第55回日本脈管学会総会

講演情報

シンポジウム

Vascular teamによる重症虚血肢の治療

2014年10月30日(木) 09:00 〜 10:30 第1会場 (ホール)

座長: 東信良(旭川医科大学 外科学講座 血管外科学分野), 井上芳徳(東京医科歯科大学医学部 血管外科)

09:00 〜 10:30

[SY-1-4] 重症虚血肢治療における進化したチーム医療

森田一郎, 平林葉子, 磯田竜太郎, 猶本良夫 (川崎医科大学 総合外科)

キーワード:CLI, Vascular Team

CLIの治療は集学的なチーム医療で,成績は各施設とも向上してきた。
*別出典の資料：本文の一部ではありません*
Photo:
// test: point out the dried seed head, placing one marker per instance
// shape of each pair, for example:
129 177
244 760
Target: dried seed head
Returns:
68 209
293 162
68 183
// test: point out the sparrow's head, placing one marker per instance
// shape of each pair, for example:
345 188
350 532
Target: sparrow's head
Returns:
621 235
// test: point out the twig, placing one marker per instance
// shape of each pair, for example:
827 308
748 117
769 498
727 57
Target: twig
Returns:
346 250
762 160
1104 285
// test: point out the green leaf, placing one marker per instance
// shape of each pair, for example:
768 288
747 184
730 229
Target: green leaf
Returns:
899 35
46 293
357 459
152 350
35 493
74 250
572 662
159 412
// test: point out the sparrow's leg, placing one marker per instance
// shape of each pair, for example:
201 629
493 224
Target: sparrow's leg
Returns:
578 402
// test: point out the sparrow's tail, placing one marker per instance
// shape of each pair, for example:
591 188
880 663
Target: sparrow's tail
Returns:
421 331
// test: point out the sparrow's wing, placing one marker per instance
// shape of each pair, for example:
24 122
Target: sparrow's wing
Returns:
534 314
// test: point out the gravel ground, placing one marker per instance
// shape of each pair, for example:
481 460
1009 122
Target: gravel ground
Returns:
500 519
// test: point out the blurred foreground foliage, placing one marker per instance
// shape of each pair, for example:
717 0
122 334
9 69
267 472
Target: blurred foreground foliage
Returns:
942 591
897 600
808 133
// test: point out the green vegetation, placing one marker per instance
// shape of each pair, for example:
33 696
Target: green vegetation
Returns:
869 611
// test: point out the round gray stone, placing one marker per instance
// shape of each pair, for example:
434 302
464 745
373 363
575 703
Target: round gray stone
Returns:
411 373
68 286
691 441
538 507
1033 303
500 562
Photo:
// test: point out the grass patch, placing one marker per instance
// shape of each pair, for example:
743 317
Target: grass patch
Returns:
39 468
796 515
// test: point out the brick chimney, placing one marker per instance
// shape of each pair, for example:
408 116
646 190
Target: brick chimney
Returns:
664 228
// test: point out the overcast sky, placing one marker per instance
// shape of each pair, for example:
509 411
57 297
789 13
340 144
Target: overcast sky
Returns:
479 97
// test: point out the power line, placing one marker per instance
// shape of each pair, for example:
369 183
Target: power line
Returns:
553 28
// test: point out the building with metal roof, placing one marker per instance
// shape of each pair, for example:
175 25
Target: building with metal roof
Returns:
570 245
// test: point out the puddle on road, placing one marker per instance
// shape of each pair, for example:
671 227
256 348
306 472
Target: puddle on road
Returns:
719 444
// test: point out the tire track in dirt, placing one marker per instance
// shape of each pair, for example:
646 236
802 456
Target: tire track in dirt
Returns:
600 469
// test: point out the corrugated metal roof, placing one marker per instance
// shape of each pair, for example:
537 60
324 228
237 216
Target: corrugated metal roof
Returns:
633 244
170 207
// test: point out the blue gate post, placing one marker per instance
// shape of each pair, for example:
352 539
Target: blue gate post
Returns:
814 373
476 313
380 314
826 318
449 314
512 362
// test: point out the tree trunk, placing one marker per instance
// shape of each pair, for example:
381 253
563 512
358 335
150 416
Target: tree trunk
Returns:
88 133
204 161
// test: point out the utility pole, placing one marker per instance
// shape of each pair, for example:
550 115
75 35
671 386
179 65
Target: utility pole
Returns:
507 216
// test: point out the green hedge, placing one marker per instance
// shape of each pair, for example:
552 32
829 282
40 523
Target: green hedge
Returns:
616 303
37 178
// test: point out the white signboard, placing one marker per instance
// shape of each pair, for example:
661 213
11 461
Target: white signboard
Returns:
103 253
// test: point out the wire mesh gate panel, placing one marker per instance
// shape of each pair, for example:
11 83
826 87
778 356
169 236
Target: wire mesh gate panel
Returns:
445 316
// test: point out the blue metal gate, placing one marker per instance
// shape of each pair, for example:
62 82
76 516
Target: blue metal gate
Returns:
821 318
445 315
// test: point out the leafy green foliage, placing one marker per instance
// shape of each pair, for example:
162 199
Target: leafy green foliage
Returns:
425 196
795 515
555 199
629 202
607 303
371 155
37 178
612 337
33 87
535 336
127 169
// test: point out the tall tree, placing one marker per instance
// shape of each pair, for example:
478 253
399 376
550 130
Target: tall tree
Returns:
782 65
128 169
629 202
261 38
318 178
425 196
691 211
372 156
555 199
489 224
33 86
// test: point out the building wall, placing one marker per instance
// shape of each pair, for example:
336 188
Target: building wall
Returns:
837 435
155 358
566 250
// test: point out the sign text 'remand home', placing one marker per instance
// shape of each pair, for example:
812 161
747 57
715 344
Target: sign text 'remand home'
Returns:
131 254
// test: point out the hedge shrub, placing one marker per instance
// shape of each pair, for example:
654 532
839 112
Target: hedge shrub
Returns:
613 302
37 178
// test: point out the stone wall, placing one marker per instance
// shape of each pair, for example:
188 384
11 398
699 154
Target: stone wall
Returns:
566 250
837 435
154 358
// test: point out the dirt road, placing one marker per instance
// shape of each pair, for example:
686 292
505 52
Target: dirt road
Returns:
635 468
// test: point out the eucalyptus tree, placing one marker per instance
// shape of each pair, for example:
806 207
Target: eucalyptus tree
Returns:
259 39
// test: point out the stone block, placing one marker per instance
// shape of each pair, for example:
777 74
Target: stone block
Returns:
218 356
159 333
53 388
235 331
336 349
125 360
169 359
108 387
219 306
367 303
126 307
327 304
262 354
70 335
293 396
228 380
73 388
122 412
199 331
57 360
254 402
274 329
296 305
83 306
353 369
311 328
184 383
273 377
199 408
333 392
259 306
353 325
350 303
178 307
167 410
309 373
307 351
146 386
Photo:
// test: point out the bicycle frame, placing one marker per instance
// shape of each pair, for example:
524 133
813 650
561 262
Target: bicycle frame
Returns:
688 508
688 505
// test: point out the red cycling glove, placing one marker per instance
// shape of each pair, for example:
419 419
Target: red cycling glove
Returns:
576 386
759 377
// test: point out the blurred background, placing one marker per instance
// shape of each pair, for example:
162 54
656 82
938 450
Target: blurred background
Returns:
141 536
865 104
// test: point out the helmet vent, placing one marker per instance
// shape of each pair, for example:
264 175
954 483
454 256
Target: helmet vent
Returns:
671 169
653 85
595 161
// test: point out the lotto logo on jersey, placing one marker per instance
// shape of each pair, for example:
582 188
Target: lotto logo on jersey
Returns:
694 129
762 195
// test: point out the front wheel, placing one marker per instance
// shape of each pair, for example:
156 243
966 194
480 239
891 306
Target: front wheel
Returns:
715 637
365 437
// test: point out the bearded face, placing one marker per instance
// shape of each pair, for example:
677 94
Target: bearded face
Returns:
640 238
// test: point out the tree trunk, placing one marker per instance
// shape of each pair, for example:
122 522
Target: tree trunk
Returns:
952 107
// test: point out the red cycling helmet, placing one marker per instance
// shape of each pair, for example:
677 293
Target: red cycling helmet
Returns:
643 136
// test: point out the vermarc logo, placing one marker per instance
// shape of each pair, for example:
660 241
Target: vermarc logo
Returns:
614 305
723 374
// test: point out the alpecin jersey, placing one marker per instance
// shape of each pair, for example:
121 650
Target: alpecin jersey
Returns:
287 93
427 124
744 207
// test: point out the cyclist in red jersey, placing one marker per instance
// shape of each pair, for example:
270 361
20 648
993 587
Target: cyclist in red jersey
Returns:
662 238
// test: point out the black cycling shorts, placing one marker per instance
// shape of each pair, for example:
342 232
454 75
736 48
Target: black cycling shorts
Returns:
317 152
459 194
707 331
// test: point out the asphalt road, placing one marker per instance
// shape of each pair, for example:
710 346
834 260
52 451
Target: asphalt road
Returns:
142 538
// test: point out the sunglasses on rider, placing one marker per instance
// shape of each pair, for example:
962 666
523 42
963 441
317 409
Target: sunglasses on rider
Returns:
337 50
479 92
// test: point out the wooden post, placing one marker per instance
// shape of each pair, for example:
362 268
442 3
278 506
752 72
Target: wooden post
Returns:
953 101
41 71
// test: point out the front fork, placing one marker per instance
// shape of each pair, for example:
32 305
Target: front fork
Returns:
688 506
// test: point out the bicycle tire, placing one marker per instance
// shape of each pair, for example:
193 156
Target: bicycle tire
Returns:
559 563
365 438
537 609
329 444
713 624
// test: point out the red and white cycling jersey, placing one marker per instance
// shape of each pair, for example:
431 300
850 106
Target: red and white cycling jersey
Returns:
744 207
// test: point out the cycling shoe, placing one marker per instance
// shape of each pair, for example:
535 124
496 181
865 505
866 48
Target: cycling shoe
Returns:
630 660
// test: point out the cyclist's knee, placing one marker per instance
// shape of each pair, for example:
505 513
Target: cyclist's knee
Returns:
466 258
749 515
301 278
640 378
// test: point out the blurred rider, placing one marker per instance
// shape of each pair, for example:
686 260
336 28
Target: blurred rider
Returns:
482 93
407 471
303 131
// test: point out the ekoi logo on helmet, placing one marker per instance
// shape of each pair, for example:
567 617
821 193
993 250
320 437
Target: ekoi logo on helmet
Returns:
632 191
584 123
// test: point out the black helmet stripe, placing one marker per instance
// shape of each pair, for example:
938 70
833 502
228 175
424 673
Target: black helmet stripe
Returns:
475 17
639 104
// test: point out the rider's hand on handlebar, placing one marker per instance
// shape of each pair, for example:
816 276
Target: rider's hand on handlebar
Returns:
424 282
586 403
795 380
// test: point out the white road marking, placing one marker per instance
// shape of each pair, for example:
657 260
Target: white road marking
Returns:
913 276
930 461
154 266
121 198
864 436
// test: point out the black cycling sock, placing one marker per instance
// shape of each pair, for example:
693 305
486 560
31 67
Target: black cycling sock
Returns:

当院も現在救肢率90%を超え安定してきたが,今後の課題として,いかに生存率を上げるか,また術後のQOLを向上させるかを考えている。そこで,我々はチーム医療を進化させてこの課題に取り組んでいるので報告する。生存率に関しては全身状態の術前からの把握が必要で,特に脳血管・心臓・腎臓については徹底して内科と共に併診し続ける事と感染症の怖さについて十分に本人・家族に徹底し早期治療の理解を得る。しかし,CLIの発生を予防することも重要で我々は,Endo PATを組み入れたVascular Docを駆使して血管病変の早期発見にも取り組んでいる。我々のチームには幸いにもCVTが7人いる事がこの件に対しては大いに助かっており,以前からCVT育成に努めていた成果が出たと考えている。術後QOLの向上としては,創痛の軽減,麻酔の低侵襲化,歩行機能の改善,栄養状態の改善に取り組んでいる。創痛の軽減には術式の低侵襲化すなわちdistal bypass onlyではなくEVTも考慮したhybridを検討する。麻酔の低侵襲化にはブロック麻酔の拡大を推進し,distal bypassが必須である患者に福音をもたらしている。歩行機能の改善には早期のリハビリを施行し,歩いて元気に社会復帰できるように努力することが大切である。今後は歩行機能が改善できるかの術前術後の指標作りが重要と考えており現在検討中である。栄養状態の改善は,すなわち全身状態の改善に繋がり術後成績に直結すると考えている。そこでNSTは重要な存在で連動して活動している。このようにいろんな職種とコラボし,チームとして取り組んでいくことが今後のCLIの治療として重要である。